Looking for the right business bank account is easy, but understanding what each feature means can be overwhelming. Data sources including Dun & Bradstreet and the National Federation of Independent Businesses provide specifics about small businesses which you should consider when choosing a merchant account.
What Is Credit Card Processing?
Merchant services are often confused with credit card processing, but they are two different services. Credit card processing is when a business accepts credit or debit cards as payment for goods or services. This can be done in-person, over the phone, or online. Merchant services, on the other hand, are what allow businesses to accept credit and debit card payments. This includes setting up a merchant account, gateway, and payment solution. These merchant services are offered through special companies called credit card processors.
Credit Card Processing Terms and Fees:
Before you can get started, it’s important to know the terms and fees associated with a credit card processor:
Other fees that you should be aware of include PCI compliance fees, monthly minimums, and statement fees. Be sure to ask your credit card processor about all of the fees associated with their services so you can make an informed decision.
How Does It Work?
Credit card processing is a fairly simple process. When a customer wants to purchase something from your business, they will hand you their credit or debit card. You will then swipe the card through the credit card machine which will create a unique transaction code, called a “token”, for that specific purchase. That token gets sent to your gateway along with the customer’s information (card number, expiration date) so their bank knows where to send payment. From there you can either accept or decline the transaction based on if their available credit is enough to cover the purchase.
If you accept the transaction, the payment will be sent from the customer’s bank to your merchant account. This process usually takes just a few seconds, and then the customer can be on their way.
Credit card processors are responsible for ensuring that all of their merchants are PCI compliant. This is a set of security standards that merchants must follow in order to protect customer data. The credit card processor will usually charge the merchant a PCI compliance fee in order to cover the costs of ensuring compliance.
Choosing a Processor:
When choosing a credit card processor, it’s important to consider the features they offer as well as the fees they charge. Some of the features you should look for include:
– Acceptance of all major credit and debit cards
– Ability to process transactions online, over the phone, and in-person
– PCI compliance
– Monthly minimums
– Statement fees
Be sure to ask the processor about any other fees that may be associated with their services.

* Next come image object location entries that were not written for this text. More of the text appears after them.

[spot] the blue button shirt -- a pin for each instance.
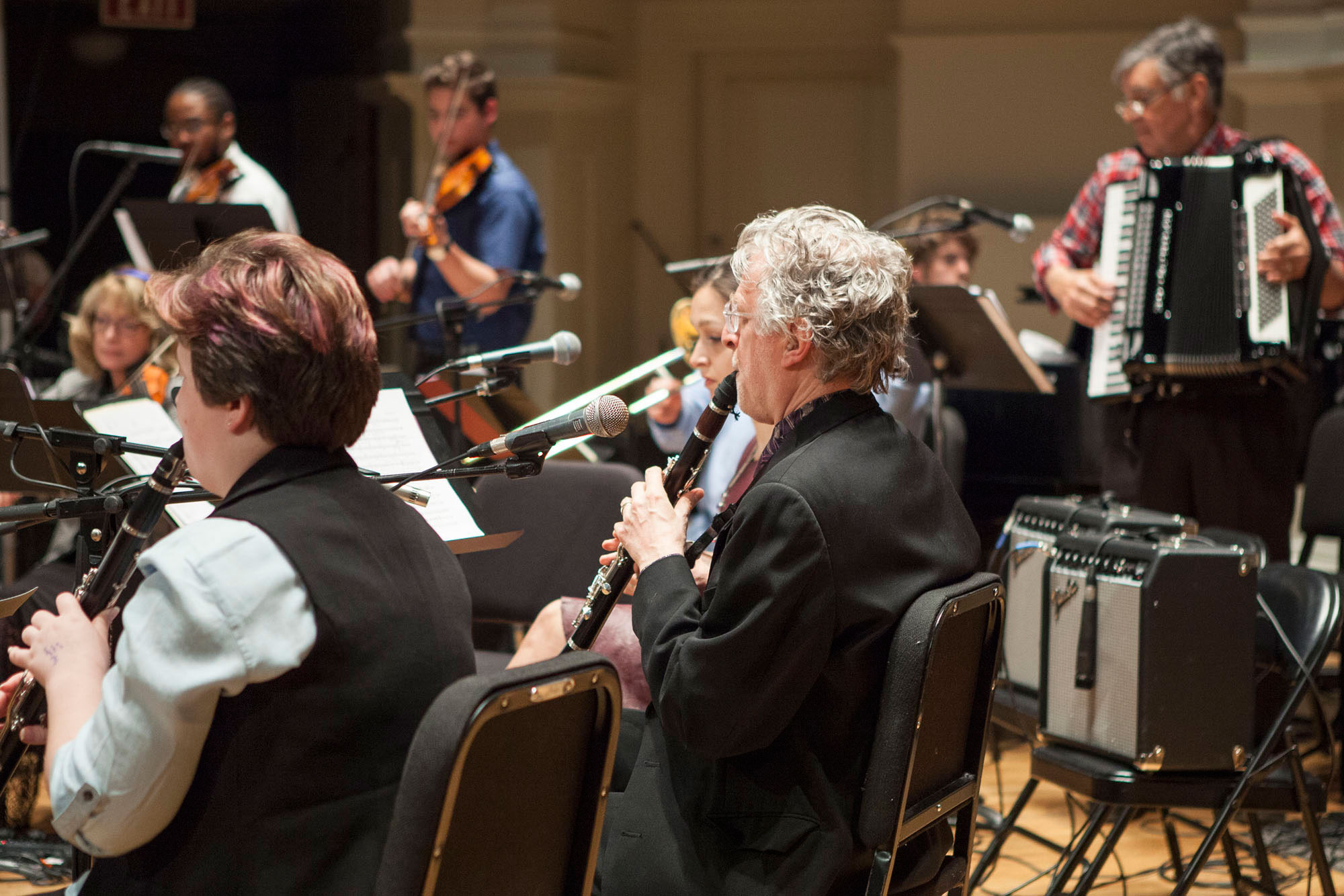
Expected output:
(499, 224)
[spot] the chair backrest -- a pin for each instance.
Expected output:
(565, 515)
(1307, 607)
(505, 785)
(931, 735)
(1323, 480)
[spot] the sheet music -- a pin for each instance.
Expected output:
(393, 444)
(142, 420)
(131, 237)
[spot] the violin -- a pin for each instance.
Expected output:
(213, 181)
(150, 379)
(460, 179)
(153, 384)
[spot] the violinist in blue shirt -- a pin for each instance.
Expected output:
(485, 221)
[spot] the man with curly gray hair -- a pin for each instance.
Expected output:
(765, 687)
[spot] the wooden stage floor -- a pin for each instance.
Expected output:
(1023, 867)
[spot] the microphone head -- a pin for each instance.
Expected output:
(607, 416)
(1022, 225)
(571, 287)
(566, 346)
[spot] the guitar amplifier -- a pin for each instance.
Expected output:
(1148, 651)
(1030, 533)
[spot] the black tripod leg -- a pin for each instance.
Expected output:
(1118, 828)
(1076, 855)
(1005, 830)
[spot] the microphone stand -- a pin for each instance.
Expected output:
(89, 452)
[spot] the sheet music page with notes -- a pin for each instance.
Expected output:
(143, 420)
(393, 444)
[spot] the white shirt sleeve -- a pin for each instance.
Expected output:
(221, 608)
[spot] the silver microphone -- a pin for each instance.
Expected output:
(140, 152)
(604, 417)
(1018, 226)
(562, 349)
(568, 285)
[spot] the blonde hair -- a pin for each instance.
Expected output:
(123, 291)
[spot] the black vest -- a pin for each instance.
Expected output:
(298, 777)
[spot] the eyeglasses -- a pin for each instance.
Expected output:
(192, 128)
(120, 326)
(733, 320)
(1136, 108)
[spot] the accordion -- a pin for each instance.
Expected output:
(1181, 244)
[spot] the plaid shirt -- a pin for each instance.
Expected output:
(1076, 241)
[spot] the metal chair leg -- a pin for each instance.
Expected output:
(1234, 867)
(1263, 855)
(1314, 832)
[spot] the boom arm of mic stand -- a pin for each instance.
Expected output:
(489, 386)
(40, 315)
(89, 443)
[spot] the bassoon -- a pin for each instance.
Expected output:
(679, 478)
(100, 589)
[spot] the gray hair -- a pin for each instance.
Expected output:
(1181, 50)
(847, 284)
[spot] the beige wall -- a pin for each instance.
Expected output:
(696, 115)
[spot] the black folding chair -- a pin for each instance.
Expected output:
(506, 784)
(931, 738)
(1323, 484)
(1306, 605)
(565, 515)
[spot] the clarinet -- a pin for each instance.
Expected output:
(100, 589)
(679, 478)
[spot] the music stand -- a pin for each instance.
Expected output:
(970, 345)
(175, 233)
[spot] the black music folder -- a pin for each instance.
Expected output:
(971, 345)
(173, 234)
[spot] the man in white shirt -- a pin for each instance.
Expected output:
(200, 122)
(279, 656)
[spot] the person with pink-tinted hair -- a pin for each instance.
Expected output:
(252, 731)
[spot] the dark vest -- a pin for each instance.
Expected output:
(298, 777)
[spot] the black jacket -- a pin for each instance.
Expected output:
(765, 690)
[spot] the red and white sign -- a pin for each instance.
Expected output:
(147, 14)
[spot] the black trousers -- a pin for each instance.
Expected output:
(1228, 460)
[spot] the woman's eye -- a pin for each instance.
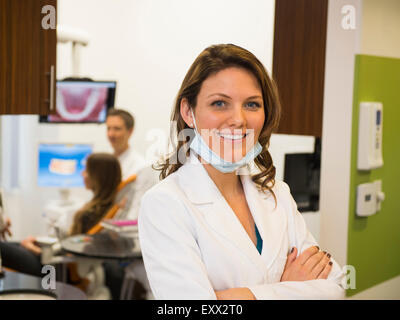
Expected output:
(218, 103)
(253, 104)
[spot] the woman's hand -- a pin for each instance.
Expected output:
(310, 265)
(30, 244)
(235, 294)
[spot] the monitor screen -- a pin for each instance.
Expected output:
(61, 165)
(82, 102)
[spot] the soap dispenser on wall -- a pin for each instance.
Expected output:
(370, 136)
(370, 195)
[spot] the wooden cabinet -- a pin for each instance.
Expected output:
(299, 64)
(27, 58)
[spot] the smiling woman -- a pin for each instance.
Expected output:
(212, 231)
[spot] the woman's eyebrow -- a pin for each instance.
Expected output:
(219, 94)
(226, 96)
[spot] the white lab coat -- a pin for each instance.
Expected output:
(192, 242)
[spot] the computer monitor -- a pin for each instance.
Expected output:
(82, 102)
(61, 165)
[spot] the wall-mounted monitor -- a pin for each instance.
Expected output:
(61, 165)
(82, 102)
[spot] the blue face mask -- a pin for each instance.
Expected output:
(199, 146)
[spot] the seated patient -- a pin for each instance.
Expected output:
(102, 175)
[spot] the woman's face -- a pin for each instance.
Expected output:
(229, 113)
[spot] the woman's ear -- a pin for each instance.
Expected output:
(186, 113)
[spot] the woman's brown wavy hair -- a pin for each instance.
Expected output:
(212, 60)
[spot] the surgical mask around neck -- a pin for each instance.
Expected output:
(199, 146)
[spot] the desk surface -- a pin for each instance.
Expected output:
(24, 286)
(104, 245)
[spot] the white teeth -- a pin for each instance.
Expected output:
(232, 137)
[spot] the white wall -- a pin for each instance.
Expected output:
(342, 45)
(380, 28)
(147, 46)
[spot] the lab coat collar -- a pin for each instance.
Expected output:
(270, 220)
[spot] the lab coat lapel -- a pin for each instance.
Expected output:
(201, 191)
(271, 221)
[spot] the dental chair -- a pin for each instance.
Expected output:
(88, 273)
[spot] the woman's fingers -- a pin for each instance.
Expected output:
(291, 257)
(325, 273)
(319, 267)
(306, 254)
(313, 261)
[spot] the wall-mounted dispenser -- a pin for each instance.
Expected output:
(369, 198)
(370, 136)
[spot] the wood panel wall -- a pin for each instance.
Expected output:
(299, 64)
(26, 53)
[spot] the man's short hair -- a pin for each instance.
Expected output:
(128, 119)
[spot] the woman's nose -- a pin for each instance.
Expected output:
(237, 118)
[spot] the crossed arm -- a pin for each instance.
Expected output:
(311, 264)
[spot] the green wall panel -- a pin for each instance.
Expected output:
(374, 242)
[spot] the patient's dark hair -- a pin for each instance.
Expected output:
(104, 172)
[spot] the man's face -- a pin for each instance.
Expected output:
(117, 133)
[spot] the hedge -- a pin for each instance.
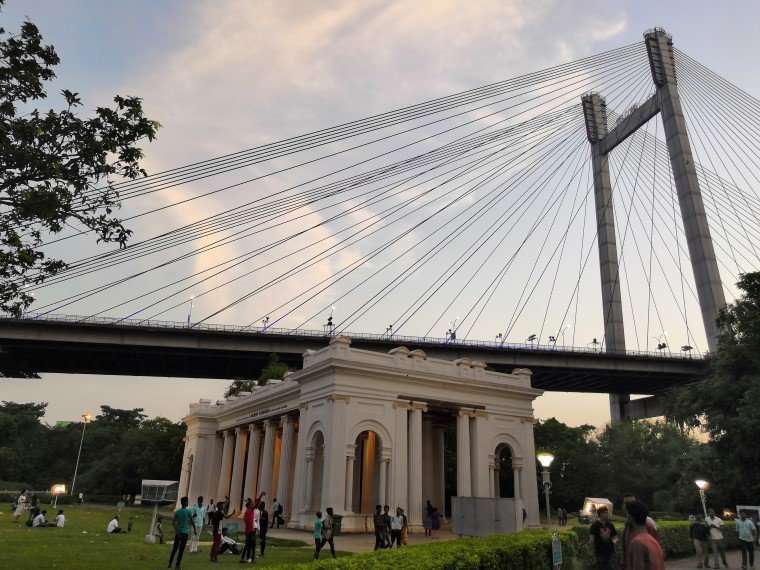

It’s also important to know what type of business you are starting when choosing a credit card processor. For example, if you are running an ecommerce website, you will need a gateway which allows you to accept payments online. If you are running a restaurant, then your customers likely won’t be paying by credit or debit card, so you won’t need a gateway.
Finally, consider the features of each credit card processor based on your specific needs. For example, if you have a high volume of transactions or are located internationally, then some features offered by the processor may be more important to you than they would be for someone processing less frequently.